Here at the taxi-dancer club, he's nervous. He has mentioned several times that he really is going to leave radio. He has mentioned a certain woman sitting across the room. And he has asked about the possibilities of cable. Finally, Cherokee shows up. There's an awkward moment for Frank every time he meets a fan. They know only the voice - which isn't even his voice but his voice electronically altered - and the shows. It's not that meeting him for the first time can be so much of a disappointment, it's just that he looks so much bigger on the radio. They regard each other for a moment, then hug as old friends. It's the kind of genuine affection that makes others in the club uneasy, most especially Cherokee's current paying dance partner. She's hugging on his dime. Cherokee and Joe talk for a few minutes, she squatting at his feet. They agree to talk later, and then she heads back out to the dance floor. Frank watches her and the other women, many of them draped over smaller men, holding their fares close, moving tightly, barely, to the sounds coming from a stereo that appears to have been assembled from a kit. They are a cute and pathetic bunch, holding on to each other because, for whatever reason, they have to. He looks back at the seated women and talks about the Firewater offer, and then he asks a woman to dance.

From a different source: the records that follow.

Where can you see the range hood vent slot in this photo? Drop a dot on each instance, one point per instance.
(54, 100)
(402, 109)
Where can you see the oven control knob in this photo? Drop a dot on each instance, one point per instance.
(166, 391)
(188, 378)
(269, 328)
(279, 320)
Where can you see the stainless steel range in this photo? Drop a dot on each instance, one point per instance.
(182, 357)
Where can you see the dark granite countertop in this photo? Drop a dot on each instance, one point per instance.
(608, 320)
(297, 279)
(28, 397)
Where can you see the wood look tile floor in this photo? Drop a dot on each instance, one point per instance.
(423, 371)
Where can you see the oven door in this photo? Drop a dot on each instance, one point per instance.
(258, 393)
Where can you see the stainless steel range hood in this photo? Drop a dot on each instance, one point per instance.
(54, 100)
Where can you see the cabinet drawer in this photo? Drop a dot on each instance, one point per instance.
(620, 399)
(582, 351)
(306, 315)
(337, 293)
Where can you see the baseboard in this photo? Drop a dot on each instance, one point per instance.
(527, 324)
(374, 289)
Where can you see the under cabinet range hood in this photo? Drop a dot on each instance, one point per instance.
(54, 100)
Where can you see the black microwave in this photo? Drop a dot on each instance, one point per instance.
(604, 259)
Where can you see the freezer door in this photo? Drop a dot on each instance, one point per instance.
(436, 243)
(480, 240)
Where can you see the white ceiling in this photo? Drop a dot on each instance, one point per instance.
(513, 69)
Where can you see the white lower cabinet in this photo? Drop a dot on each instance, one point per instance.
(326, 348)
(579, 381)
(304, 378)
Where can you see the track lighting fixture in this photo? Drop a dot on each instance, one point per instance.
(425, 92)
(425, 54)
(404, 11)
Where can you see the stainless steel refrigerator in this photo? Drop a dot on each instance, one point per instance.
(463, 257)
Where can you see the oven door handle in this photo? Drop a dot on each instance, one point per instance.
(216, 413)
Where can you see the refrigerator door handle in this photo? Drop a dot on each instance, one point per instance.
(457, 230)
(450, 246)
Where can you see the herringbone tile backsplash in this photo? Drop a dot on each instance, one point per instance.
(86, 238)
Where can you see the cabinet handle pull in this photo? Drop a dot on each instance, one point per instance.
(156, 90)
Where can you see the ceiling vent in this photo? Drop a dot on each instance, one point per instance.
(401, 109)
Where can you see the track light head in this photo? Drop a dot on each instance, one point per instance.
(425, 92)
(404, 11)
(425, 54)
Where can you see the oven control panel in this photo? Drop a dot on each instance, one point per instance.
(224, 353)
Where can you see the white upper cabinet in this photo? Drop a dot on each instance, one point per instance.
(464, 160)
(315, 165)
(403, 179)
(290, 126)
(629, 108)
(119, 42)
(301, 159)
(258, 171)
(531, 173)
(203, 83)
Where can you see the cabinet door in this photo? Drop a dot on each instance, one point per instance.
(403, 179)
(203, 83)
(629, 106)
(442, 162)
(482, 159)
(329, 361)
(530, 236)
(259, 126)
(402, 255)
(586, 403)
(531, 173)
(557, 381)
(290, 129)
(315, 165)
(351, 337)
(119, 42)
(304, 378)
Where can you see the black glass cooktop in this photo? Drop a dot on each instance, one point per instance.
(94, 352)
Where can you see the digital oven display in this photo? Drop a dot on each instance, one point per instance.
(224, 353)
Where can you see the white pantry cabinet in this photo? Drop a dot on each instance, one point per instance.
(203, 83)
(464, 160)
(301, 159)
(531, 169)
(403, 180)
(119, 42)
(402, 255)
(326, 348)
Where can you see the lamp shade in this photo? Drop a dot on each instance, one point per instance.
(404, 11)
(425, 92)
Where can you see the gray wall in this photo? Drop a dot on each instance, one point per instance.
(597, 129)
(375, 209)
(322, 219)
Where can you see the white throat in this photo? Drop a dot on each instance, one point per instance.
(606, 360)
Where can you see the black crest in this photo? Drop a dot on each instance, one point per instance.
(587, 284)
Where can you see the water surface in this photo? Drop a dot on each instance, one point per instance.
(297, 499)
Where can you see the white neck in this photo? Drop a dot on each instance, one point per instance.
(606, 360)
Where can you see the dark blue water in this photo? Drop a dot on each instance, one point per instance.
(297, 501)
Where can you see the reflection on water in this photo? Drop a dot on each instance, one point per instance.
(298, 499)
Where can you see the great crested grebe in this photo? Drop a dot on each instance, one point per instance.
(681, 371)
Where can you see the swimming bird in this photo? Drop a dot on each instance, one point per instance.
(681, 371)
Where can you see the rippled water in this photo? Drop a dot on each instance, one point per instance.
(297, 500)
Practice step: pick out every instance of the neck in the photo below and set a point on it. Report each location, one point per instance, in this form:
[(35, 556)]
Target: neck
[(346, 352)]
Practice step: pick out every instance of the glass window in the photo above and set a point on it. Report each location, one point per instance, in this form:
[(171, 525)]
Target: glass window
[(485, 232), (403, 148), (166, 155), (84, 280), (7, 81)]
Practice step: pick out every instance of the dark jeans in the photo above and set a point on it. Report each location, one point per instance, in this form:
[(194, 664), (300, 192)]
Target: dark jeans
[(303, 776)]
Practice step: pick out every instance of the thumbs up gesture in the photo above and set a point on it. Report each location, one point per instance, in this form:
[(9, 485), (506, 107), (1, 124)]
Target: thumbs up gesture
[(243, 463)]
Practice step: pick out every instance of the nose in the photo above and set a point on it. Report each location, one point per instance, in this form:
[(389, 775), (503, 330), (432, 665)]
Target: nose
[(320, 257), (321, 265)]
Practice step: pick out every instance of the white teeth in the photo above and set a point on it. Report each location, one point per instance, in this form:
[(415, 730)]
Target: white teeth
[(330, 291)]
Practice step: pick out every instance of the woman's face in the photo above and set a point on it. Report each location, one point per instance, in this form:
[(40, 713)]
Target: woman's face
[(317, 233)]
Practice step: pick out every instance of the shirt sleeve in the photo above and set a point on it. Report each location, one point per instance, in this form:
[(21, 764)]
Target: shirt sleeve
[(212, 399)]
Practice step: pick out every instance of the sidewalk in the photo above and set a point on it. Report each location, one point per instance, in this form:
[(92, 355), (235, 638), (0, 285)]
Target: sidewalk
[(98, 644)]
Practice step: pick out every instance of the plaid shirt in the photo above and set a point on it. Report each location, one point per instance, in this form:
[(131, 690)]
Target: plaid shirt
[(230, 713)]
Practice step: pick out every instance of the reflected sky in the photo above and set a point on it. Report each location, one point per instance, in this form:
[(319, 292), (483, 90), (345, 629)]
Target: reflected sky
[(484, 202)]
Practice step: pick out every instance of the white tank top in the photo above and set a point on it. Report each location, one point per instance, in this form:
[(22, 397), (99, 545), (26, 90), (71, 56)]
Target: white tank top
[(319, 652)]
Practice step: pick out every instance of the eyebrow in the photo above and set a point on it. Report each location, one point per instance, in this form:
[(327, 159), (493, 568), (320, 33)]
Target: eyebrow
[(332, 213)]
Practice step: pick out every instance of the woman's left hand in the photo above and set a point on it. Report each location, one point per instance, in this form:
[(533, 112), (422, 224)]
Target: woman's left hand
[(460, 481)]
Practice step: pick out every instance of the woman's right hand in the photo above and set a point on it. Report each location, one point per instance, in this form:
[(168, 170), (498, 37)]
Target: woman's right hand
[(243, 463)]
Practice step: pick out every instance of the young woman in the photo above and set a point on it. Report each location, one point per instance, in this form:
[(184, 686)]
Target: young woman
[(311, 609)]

"She puts her arms around you and holds you in this warm, wonderful embrace," he says afterward. "It's almost like having a nurse. Very comforting, especially if you're feeling lost and lonely." He says he's decided to do the Firewater gig. He has less than a week to prepare and has no idea what he'll do, what he'll say, who will show up, how it will be received or whether it will be good, bad or disastrous for his career/life, which he is completely lacking at the moment. "So it's 'face in the toilet,' and then the music stops, right?" says the guy holding the guitar. "Right," says Frank, then, "No, wait."

Toilet isn't the word the band stops on, and suddenly it's very clear what could go wrong this Sunday night at the Viper Room. Live performance is live, after all, and though Frank's listeners may have the sensation that what is coming out of their radio is uncensored, fresh and received from on high, he is, in fact, a control freak. His monologues are tightly scripted. True, his actors work completely from improvisation, never receiving so much as a sparse written outline, but Frank strictly controls the scenarios, relationships and direction of thought. He doesn't do it by dictating what an actor says; in fact, Arthur Miller says, his direction tends to be quite vague. "He'll take a couple of actors and, you know, the first thing we want to know is, What is my profession, my name? Those details are the farthest thing from his mind," Miller says. "He'll say, 'You're best friends that have just betrayed each other,' or 'You believed the Earth was perfectly round, but now you believe it's only partially round. Now go for it,' and even that's more information than he normally gives. "Joe sits with you, and if you veer into something ordinary, he'll stop you, say, 'That's boring. Go on with something else,' and you do. It's very stream-of-consciousness. There's no grand design, but I would say it was empirical art. Joe's an empiricist, because he knows what doesn't work."